We conducted a mixed-methods assessment of CLD service readiness in 18 purposively selected health facilities in two differing SSA health system contexts, Tanzania and Sudan. We used the World Health Organization's (WHO) Service Availability and Readiness Assessment checklist, qualitative interviews of key health system stakeholders, health facility registers review and assessed clinicians' capacity to manage CLD using patient vignettes. CLD service readiness was scored as a composite of availability of service-specific tracer items from the WHO service availability checklist in three domains: staff training and guidelines, diagnostics and equipment, and basic medicines. Qualitative data were analysed using the same domains.

RESULTS

One health facility in Tanzania and five in Sudan, attained a CLD readiness score of ≥ 50 % for CLD care.
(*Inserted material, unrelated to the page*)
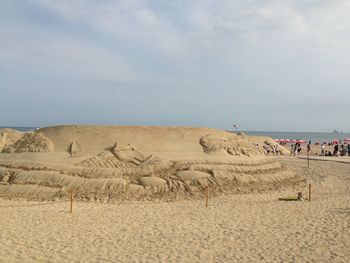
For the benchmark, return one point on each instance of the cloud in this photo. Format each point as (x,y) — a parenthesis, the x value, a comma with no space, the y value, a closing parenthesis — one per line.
(236,58)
Scores ranged from 14.9 % in a dispensary to 53.3 % in a health center in Tanzania, and from 36.4 to 86.4 % in Sudan. The least available tracer items across both countries were trained human resources and guidelines, and peak flow meters. Only two facilities had COPD guidelines. Patient vignette analysis revealed significant gaps in clinicians' capacity to manage CLD. Key informants identified low prioritization as key barrier to CLD care.

CONCLUSIONS

Gaps in service availability and readiness for CLD care in Tanzania and Sudan threaten attainment of universal health coverage in these settings. Detailed assessments by health systems researchers in discussion with stakeholders at all levels of the health system can identify critical blockages to reimagining CLD service provision with people-centered, integrated approaches at its heart.

摘要

背景

慢性肺部疾病(CLD)每年在全球造成 400 万人死亡,在中低收入国家中越来越重要,而这些国家目前全球 CLD 死亡人数最多。由于资源匮乏环境中的现有卫生系统通常不倾向于为慢性疾病提供高质量的护理,因此重新构想这些系统的第一步是批判性地考虑现有系统各个方面提供服务的准备情况。

方法

我们在坦桑尼亚和苏丹两个不同的 SSA 卫生系统环境中,对 18 个有目的选择的卫生机构进行了 CLD 服务准备情况的混合方法评估。我们使用了世界卫生组织(WHO)的服务可用性和准备情况评估清单、对关键卫生系统利益相关者的定性访谈、卫生机构登记册审查以及使用患者情况简述评估临床医生管理 CLD 的能力。CLD 服务准备情况的评分是根据 WHO 服务可用性清单中三个领域的特定服务追踪项目的可用性得出的综合得分:员工培训和指南、诊断和设备以及基本药物。定性数据使用相同的领域进行分析。

结果

坦桑尼亚的一家卫生机构和苏丹的五家卫生机构的 CLD 准备情况评分达到了 CLD 护理的≥50%。分数范围从坦桑尼亚的一个诊疗所的 14.9%到一个保健中心的 53.3%,以及从苏丹的 36.4%到 86.4%。两个国家最缺乏的追踪项目是经过培训的人力资源和指南以及峰值流量计。只有两家机构有 COPD 指南。通过患者情况简述分析发现,临床医生管理 CLD 的能力存在显著差距。主要信息提供者确定了低优先级是 CLD 护理的关键障碍。

结论

坦桑尼亚和苏丹 CLD 护理服务的可用性和准备情况存在差距,这威胁到这些地区实现全民健康覆盖。卫生系统研究人员与卫生系统各级利益相关者进行详细评估,可以确定重新构想 CLD 服务提供的关键障碍,以以人为本、综合的方法为核心。